O desenvolvimento da série acaba seguindo 3 linhas do tempo distintas, que demoram a nos situar. Aos poucos vamos vendo a força dessas histórias e só mais para a metade da temporada, no caso em “Of Banquets, Bastards and Burials” que entendemos mais do laço de Geralt com Cirilla, e sua Lei da Surpresa. A forma como ele salva Duny, o pai da garota, e ajuda na união dele com sua mãe, acaba sendo legal, mas ele cria inimizade com a Rainha Calanthe.

E só mais a frente que vemos os caminhos de Yennifer e Geralt se cruzarem quando Jaskier em “Bottled Appetites” tenta roubar o djinn (gênio) que o bruxão tenta capturar para lhe conceder alguns desejos, e Yennifer, que em sua mutação perdeu o útero para ser redesenhada, acaba se interessando no desejo para ter sua fertilidade.

Os episódios finais, principalmente em “Before a Fall” e “Much More“, vemos como Frigilla, odiando ter sido passada para trás por Yennifer, acabou indo para Nifgaardian, e com o ódio presente no lugar, acaba se unindo a Cahir, que deseja ter o que tem dentro de Cirilla para ele ir ao centro do Continente e dominar tudo.
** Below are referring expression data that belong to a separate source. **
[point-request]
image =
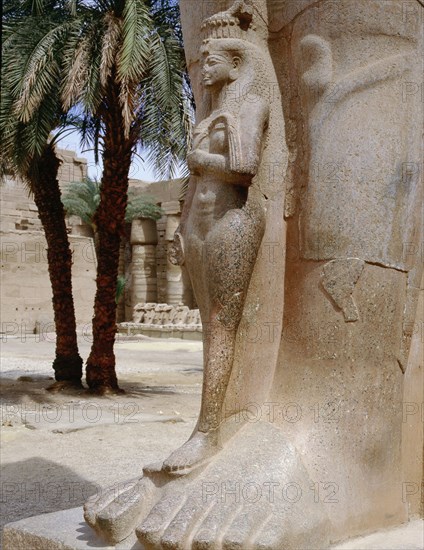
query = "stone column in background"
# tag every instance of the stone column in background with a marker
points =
(143, 268)
(178, 286)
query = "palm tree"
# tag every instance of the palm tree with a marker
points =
(28, 152)
(82, 199)
(122, 64)
(126, 68)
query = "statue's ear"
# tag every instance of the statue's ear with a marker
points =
(234, 72)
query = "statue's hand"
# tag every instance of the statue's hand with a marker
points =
(193, 162)
(176, 250)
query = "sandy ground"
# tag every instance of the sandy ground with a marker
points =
(58, 449)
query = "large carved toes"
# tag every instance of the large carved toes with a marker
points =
(151, 531)
(115, 514)
(256, 494)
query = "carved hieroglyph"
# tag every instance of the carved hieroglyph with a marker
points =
(300, 233)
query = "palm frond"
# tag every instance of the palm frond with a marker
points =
(133, 57)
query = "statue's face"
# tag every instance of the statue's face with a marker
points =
(219, 69)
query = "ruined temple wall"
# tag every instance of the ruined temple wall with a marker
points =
(25, 285)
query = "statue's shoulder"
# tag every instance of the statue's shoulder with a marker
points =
(255, 107)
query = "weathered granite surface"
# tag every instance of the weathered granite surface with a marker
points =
(41, 533)
(301, 233)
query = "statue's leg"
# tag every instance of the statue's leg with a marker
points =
(229, 253)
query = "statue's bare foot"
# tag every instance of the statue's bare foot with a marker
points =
(65, 386)
(114, 513)
(197, 452)
(254, 494)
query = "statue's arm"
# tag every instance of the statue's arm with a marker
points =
(252, 123)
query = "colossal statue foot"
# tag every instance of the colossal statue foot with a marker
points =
(196, 452)
(255, 493)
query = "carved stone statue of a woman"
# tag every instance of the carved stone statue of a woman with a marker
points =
(223, 221)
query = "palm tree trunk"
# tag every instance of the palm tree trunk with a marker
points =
(109, 219)
(45, 186)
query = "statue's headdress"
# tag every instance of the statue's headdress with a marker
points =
(232, 23)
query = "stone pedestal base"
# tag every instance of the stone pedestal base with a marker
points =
(67, 530)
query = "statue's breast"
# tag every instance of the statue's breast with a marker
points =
(218, 139)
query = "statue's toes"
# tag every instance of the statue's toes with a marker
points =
(180, 531)
(150, 532)
(118, 519)
(213, 526)
(239, 533)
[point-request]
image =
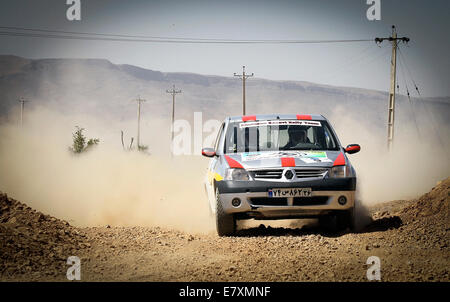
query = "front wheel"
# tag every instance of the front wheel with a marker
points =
(346, 219)
(225, 223)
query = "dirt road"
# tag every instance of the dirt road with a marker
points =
(411, 238)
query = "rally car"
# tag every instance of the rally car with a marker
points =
(280, 167)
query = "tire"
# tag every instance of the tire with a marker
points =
(225, 223)
(345, 219)
(328, 222)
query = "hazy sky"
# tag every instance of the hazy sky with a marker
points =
(362, 64)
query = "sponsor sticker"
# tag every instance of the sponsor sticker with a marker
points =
(279, 123)
(306, 156)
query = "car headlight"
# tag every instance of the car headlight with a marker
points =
(237, 174)
(339, 171)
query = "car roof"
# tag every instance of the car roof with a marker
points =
(264, 117)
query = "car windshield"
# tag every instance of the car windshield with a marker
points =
(275, 135)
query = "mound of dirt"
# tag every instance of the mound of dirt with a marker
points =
(434, 203)
(34, 244)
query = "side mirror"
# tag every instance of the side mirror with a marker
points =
(208, 152)
(353, 148)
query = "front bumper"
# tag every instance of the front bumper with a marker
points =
(255, 202)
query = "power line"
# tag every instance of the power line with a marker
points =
(244, 77)
(391, 106)
(173, 92)
(70, 35)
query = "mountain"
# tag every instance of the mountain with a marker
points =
(96, 86)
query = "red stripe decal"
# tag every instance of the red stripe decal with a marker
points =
(340, 160)
(246, 118)
(232, 163)
(288, 162)
(303, 117)
(353, 148)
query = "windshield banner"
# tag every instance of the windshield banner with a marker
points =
(279, 123)
(306, 156)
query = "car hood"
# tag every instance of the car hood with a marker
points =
(276, 159)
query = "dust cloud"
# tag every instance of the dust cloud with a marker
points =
(106, 185)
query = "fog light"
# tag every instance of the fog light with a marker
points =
(342, 200)
(236, 202)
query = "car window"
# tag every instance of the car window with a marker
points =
(216, 143)
(291, 135)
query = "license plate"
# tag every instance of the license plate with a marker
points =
(290, 192)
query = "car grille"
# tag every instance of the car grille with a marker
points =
(310, 201)
(307, 173)
(278, 173)
(269, 174)
(268, 201)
é nesse ponto final que as três tramas se encontram, mas ali temos a queda das feiticeiras e Geralt seriamente ferido, e mesmo assim consegue se encontrar com a garota da floresta, Cirilla, que seria a prometida da Criança Surpresa.
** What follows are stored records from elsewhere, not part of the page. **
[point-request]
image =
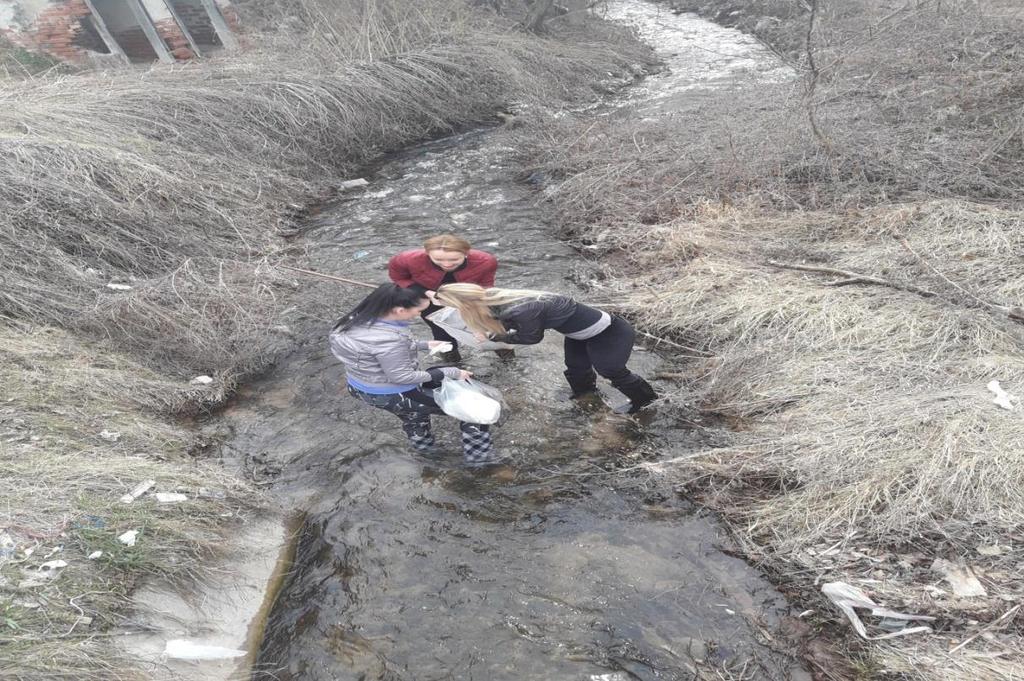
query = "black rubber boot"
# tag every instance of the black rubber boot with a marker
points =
(638, 390)
(582, 384)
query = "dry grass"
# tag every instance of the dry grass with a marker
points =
(861, 441)
(126, 176)
(60, 481)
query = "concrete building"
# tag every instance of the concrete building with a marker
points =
(86, 31)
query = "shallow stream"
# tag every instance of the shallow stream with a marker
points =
(570, 567)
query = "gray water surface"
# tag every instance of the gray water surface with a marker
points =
(570, 564)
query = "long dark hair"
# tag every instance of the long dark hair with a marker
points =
(378, 304)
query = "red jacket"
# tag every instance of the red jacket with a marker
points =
(415, 267)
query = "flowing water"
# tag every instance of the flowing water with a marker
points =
(568, 567)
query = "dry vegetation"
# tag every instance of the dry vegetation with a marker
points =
(60, 480)
(855, 285)
(140, 214)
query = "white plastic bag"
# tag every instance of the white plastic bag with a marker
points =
(469, 400)
(450, 320)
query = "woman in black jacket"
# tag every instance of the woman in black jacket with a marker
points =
(594, 339)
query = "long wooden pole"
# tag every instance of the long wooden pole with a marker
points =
(330, 277)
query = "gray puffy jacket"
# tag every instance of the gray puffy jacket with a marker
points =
(382, 354)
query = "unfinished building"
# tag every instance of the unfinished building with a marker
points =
(137, 31)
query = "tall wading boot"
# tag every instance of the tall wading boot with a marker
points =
(585, 394)
(638, 390)
(582, 384)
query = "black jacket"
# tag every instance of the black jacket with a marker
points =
(527, 321)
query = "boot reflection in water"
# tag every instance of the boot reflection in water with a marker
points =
(596, 342)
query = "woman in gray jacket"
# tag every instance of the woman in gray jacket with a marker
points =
(381, 368)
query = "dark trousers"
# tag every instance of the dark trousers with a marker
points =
(415, 408)
(438, 333)
(606, 352)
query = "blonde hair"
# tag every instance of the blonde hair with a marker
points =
(474, 303)
(446, 243)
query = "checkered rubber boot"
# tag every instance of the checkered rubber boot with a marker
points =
(421, 437)
(476, 447)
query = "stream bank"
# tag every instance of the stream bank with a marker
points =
(414, 568)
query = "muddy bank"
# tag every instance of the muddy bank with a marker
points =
(852, 290)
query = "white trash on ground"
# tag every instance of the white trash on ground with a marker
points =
(169, 497)
(847, 598)
(450, 320)
(469, 400)
(1003, 398)
(139, 490)
(128, 539)
(181, 649)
As saídas que a showrunner Lauren Schmidt Hissrich decidiu por seguir nas tramas e na união dos contos de Sapkowski, se de início os episódios parecem meio lentos, quando a trama engrena você quer ver ainda mais. Além disso, é ótimo como muitas imagens “venderam o corpo” de Cavill, e é bom que a trama não entregou isso, e até mesmo as nudez estão bem introduzida nas histórias, não sendo desnecessárias.

The Witcher entregou tudo o que prometeu, fez uma temporada interessante, com uma trilha sonora e uma fotografia muito bacana, mesmo que com alguns problemas nos efeitos especiais, e nos deixa interessando em retornar para uma 2ª temporada, que promete ser ainda melhor.